I’ve jumped to Hillel. The Secretary of State Blinken is Jewish. Senate majority leader is Jewish. Presidential Jewish candidate gained the most support in history, certainly Bernie Sanders who is Jewish. Second gentleman is Jewish. They’re all publicly Jewish who believe in Tikkun Olam and almost, well, certainly Bernie Sanders. And the first gentleman does not support the current situation in Israel. Schumer sometimes and recently has come back a bit because he did not support Israel previously. He did not in any way condemn the squad and the people who are in Congress spouting the Palestinian line. So although they are Jewish, of them, Blinken really until October the 7th was never known for supporting Israel. Now on October 7th, he did so magnificently, and let’s hope he will keep doing so. But you know, these were Jews who were not passing their Judaism onto the next generation, certainly not Bernie Sanders. I don’t know exactly about Chuck Schumer, but I don’t think he’s got practising Jewish children. And their belief in Tikkun Olam is a belief in social justice. Now social justice is fine, but it’s not a Jewish feature. I want to know what Jewish feature he belongs to. Does he go to synagogue occasionally sometimes? Does he keep Shabbat or any other Jewish festival? These are the sort of things through which one passes on. Again, Ronald’s reiterating Dave Brubeck. Thank you. We’ve mentioned this.
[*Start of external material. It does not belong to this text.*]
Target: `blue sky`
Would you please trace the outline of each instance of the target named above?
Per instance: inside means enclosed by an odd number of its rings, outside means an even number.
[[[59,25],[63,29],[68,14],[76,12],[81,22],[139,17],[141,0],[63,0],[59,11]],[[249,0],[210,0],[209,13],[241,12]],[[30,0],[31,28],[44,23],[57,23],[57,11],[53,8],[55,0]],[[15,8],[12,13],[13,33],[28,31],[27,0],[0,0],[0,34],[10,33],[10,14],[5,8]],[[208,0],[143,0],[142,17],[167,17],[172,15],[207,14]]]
Not a question, but thank you. Thank you, Rita. Rhonda, you’re a very good, passionate teacher. I also tune in Wednesday morning. Thank you very much. Don’t know who Rabbi Stern is, I think you might be mentioning me, but anyway, Sylvia in England the antisemitism has gone up 500%. That’s right. People are removing them as result, replacing their kippah with baseball caps, very frightened marches every Saturday in the centre of London with chants from the river to the sea and Jihad. Yes, this is a huge, huge problem, and it’s going to be worse because your new foreign minister, who was the most unsuccessful prime minister of England probably actually maybe before the previous year or so, is now the foreign minister. And throughout his time of being a prime minister, he was totally against Israel and supportive of the Palestinian narrative. So I’m not hopeful about England either.
Q: What do you call Haredi Jews who are not Habad or Satmar?
A: They are normally called either Yeshivish or Lithuanian because it was in Lithuania that the great rabbis objected to Hasidism. So either the Lithuanian or now the term is to call them Yeshivish as opposed to Hasidish in the younger generation. Thank you, Stephen.
Ralph, I was struck by reform movements, identify so strong with woke concepts like et cetera, et cetera, et cetera. Yes, and not only that. I’ll tell you something else. I only know one, up to this event, up to seven, I only knew one New York reform rabbi who was totally supportive of Israel. And that’s Rabbi Hirsch of the Stephen Wise. And that’s because also he served in the Israeli army. And I know he is isolated in the reform movement. And most of the reform movements are not supportive of him. He’s almost a lone voice.
Q: Bobby, doesn’t it seem extreme elements of organised religions, whether it’s Palestine, Orthodox or yes, we’ve been there before, haven’t we?I must have jumped somewhere to the wrong place. So let’s go to the last, yes, David Cameron.
Okay, so ladies and gentlemen, thank you very much. I’ll call it a day there, and hope to see you again somewhere. If you’re interested in studying a critical view of the Bible, I might see you on a Wednesday morning. Bye.